Good to read this well-written piece from somewhere I don’t think I’ve ever quoted on this blog.
Latin still on our lips
IN an increasingly interdependent international community, it is no longer sufficient to master a single language. Even so, standard English is the one most countries are striving to learn and Latin is quietly reasserting its influence in some of the world’s main English-speaking countries.
Educators and policymakers who worry about the poor standard of English in our school system may want to have a look at the effect Latin is having on students in parts of North America and Europe.
Don’t for a moment believe its positive influence will inspire a return to that “ancient”, “irrelevant” subject in today’s classrooms, especially on developing countries where things European have suffered relentless bombardment. Even so, there can be no harm in noting that doctors, lawyers, scientists, pharmacologists, etc., are among several high achievers who appreciate the benefits Latin gives their careers,
although some were extremely uneasy with it during their early school years.
Classical scholars support courses in that language, explaining that the Greeks and Romans first developed popular concepts of people’s freedom, democracy and citizenship, which are highlighted in politics today.
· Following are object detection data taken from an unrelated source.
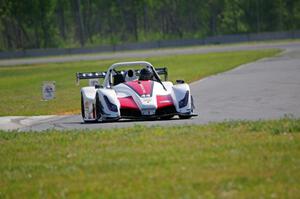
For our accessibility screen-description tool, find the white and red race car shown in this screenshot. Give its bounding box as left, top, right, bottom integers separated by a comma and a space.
76, 61, 196, 122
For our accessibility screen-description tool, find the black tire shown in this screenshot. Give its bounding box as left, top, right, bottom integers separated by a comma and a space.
96, 93, 102, 121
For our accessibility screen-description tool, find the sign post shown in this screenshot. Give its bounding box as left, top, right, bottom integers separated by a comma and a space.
42, 81, 55, 101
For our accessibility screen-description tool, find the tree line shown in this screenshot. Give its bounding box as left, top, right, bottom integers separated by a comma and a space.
0, 0, 300, 50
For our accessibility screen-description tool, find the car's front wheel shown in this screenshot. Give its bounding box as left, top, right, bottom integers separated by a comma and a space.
96, 93, 102, 121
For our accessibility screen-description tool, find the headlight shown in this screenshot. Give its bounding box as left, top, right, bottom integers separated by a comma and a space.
104, 95, 118, 112
179, 91, 189, 108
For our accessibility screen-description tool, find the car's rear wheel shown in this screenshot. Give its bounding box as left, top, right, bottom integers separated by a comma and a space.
160, 115, 174, 120
179, 95, 195, 119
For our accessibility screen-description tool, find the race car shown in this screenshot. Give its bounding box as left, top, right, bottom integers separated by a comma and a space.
76, 61, 196, 122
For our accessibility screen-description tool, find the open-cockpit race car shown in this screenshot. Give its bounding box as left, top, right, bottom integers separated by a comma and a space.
76, 61, 196, 122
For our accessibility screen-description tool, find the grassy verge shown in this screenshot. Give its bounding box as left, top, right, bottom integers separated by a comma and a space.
0, 50, 279, 116
0, 118, 300, 198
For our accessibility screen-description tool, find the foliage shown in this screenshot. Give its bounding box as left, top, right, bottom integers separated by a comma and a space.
0, 0, 300, 50
0, 50, 279, 115
0, 118, 300, 198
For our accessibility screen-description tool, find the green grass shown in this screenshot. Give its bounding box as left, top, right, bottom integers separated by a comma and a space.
0, 118, 300, 198
0, 50, 279, 116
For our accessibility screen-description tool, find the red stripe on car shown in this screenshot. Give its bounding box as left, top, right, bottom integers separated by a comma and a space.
118, 96, 139, 109
156, 95, 173, 108
125, 80, 153, 96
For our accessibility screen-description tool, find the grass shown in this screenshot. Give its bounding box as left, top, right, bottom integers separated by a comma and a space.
0, 50, 279, 116
0, 118, 300, 198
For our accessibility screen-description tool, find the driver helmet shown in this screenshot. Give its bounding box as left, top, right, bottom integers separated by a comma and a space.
125, 69, 137, 82
139, 68, 153, 80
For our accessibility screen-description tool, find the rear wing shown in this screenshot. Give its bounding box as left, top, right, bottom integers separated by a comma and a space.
76, 67, 168, 85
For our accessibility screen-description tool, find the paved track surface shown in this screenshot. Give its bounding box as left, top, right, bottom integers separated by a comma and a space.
0, 43, 300, 131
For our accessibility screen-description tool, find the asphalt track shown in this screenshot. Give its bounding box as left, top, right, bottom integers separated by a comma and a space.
0, 43, 300, 131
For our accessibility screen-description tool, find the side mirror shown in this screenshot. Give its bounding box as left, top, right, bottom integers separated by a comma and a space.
176, 79, 184, 84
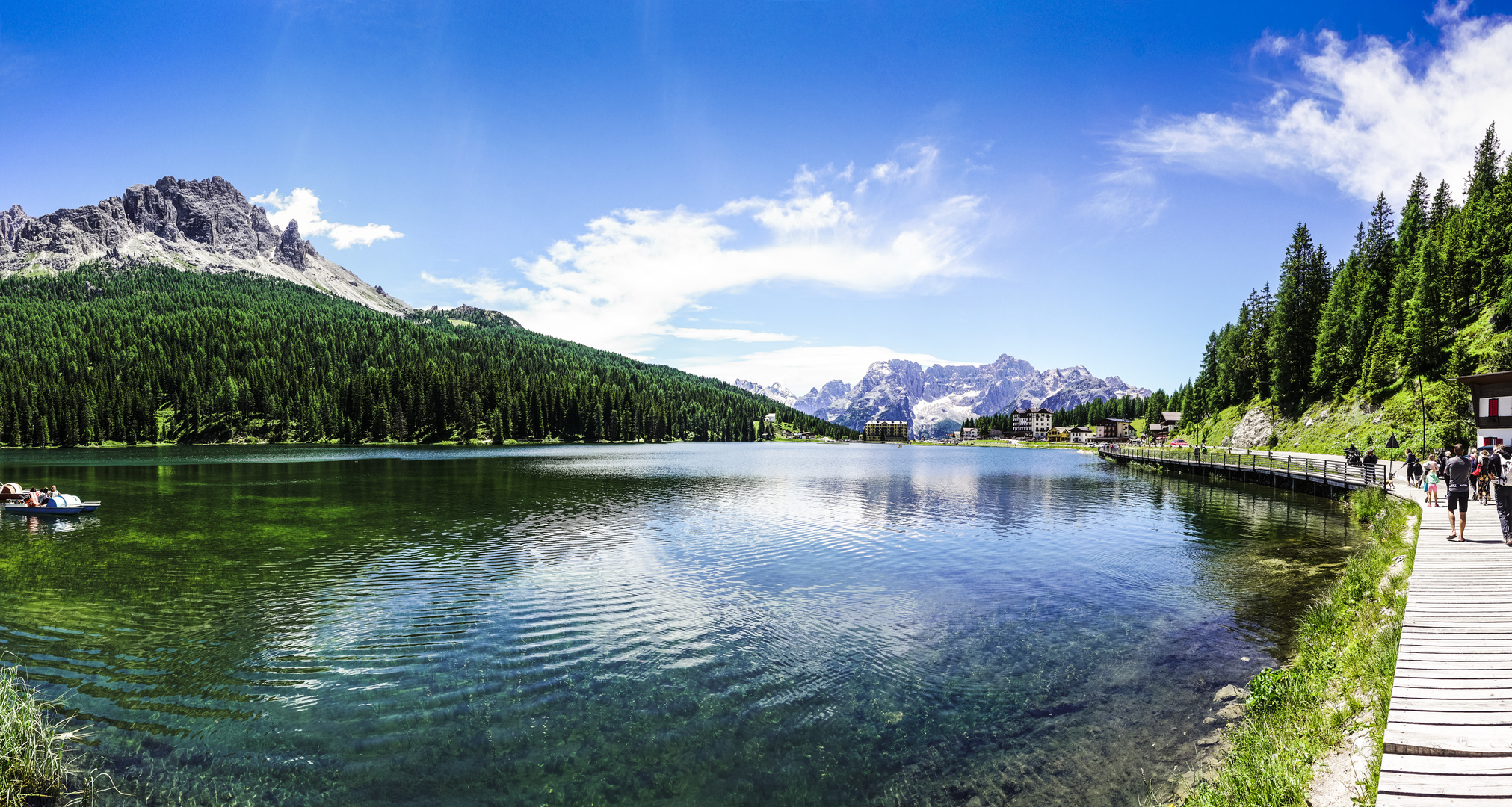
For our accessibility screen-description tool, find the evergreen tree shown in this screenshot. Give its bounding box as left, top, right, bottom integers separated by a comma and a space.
1268, 222, 1330, 415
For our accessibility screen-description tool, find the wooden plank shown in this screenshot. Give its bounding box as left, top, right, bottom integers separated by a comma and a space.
1377, 770, 1512, 801
1386, 723, 1512, 754
1397, 662, 1512, 686
1376, 794, 1505, 807
1391, 686, 1512, 701
1386, 709, 1512, 729
1397, 650, 1512, 670
1380, 754, 1512, 776
1391, 698, 1512, 712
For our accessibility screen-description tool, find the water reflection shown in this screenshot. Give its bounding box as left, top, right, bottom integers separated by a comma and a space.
0, 446, 1347, 804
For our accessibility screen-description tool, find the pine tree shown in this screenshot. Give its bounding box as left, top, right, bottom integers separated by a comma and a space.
1268, 222, 1330, 415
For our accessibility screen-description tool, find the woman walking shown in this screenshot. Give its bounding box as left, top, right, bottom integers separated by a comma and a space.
1469, 448, 1491, 505
1423, 460, 1438, 508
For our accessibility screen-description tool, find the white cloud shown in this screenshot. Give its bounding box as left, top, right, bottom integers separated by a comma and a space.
677, 344, 969, 395
1119, 3, 1512, 200
1079, 163, 1170, 228
422, 159, 980, 355
248, 188, 404, 250
859, 143, 940, 194
667, 328, 798, 341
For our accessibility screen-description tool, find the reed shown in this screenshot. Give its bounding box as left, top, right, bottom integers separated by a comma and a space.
1182, 489, 1422, 807
0, 667, 93, 807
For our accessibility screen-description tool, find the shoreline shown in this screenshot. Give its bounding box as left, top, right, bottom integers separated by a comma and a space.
1170, 489, 1423, 807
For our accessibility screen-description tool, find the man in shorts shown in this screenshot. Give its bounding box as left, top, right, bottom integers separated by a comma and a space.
1444, 443, 1475, 542
1481, 443, 1512, 547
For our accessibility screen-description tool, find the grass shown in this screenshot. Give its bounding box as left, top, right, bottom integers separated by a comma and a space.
1179, 381, 1475, 460
0, 667, 93, 807
1182, 489, 1422, 807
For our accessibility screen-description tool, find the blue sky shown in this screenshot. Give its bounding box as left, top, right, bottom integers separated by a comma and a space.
0, 0, 1512, 392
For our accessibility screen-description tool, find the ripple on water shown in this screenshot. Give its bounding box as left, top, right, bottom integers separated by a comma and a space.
0, 446, 1344, 806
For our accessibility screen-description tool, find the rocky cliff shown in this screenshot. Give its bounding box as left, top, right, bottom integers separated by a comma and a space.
735, 378, 798, 406
0, 177, 410, 315
750, 353, 1151, 436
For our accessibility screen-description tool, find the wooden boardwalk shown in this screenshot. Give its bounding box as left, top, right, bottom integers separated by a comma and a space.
1376, 491, 1512, 807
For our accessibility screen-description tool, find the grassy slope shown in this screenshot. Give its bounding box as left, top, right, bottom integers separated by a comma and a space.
1178, 309, 1512, 458
1184, 489, 1422, 807
0, 667, 92, 807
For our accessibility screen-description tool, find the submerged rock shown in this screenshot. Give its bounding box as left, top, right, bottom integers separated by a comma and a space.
1212, 683, 1244, 701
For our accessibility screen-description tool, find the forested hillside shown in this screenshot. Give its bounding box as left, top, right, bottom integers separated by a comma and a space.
962, 390, 1149, 433
1172, 126, 1512, 456
0, 266, 854, 446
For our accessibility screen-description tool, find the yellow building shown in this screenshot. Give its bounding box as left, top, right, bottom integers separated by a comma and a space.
860, 420, 909, 443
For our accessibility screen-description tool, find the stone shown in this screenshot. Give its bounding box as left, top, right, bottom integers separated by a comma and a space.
0, 177, 410, 315
1231, 406, 1271, 449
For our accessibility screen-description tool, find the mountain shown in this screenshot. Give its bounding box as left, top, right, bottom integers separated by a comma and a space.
762, 353, 1151, 436
735, 378, 798, 406
0, 177, 410, 315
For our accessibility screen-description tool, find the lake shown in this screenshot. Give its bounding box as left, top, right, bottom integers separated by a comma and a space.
0, 445, 1355, 807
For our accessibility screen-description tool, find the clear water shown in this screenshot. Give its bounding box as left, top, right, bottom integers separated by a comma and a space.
0, 445, 1351, 807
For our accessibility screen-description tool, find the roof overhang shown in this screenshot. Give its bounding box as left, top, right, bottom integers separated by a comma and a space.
1454, 371, 1512, 386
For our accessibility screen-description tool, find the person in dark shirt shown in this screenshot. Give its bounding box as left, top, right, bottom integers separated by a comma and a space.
1444, 443, 1475, 542
1481, 443, 1512, 547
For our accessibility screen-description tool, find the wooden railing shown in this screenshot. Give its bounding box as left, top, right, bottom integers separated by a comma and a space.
1098, 445, 1386, 488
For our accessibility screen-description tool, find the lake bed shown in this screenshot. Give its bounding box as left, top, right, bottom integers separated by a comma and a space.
0, 445, 1352, 806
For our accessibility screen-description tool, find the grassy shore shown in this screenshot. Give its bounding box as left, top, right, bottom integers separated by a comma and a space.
0, 667, 92, 807
1182, 489, 1422, 807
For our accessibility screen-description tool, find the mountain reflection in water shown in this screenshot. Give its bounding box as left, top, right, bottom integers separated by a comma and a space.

Some of that ancient Roman tongue is still on people’s lips today even though they may not realise it when using abbreviations such as etc. [et cetera], e.g. [for example], or words and phrases: deity [Latin “deus” = God], verbatim [word for word], via [by way of], in memoriam [in memory], ad hoc [toward this], bona fide [good faith or genuine], quid pro quo [something for something], non sequitor [it does not follow], alma mater [“bountiful mother” i.e., former school, college or university], summa cum laude [with highest praise], status quo [existing state of affairs], vox populi [voice of the people], caveat emptor [let the buyer beware], ad nauseam [to the point of sickness], via [through].
Interestingly, while Latin remains particularly prominent in Roman Catholic liturgy, and to a lesser extent in Anglicanism, it is making a comeback in Britain. At the same time, some local councils have ruled that teachers should not use various common words and phrases in that language “because it confuses people”. One example: “e.g.” is being mistaken for “egg”!
However, it thrives in some United States and Canadian schools. Among others, Boston, Chicago, Toronto and Philadelphia institutions continue to offer courses which record high literacy outcomes for their graduates.
Latin’s principal promoters contend that students’ grades in English, especially grammar, improve as a result of discipline required to achieve competence in Latin, though many youngsters do not need to continue reading or researching the language after graduating.
They also suggest that modern teaching too often takes short cuts, and blame popular trends toward quick-fix development or correction for deficiency in English as being responsible for poor literacy that not only causes problems in private and public business places, but is also spreading within the academic community.
One may argue that the near-98 per cent literacy [i.e., competence in English] often cited for Barbados was achieved when Latin was a staple on secondary schools’ curricula. That rating has since been in dispute, as is any suggestion that our society would readily take lessons in – and from – that old Roma language.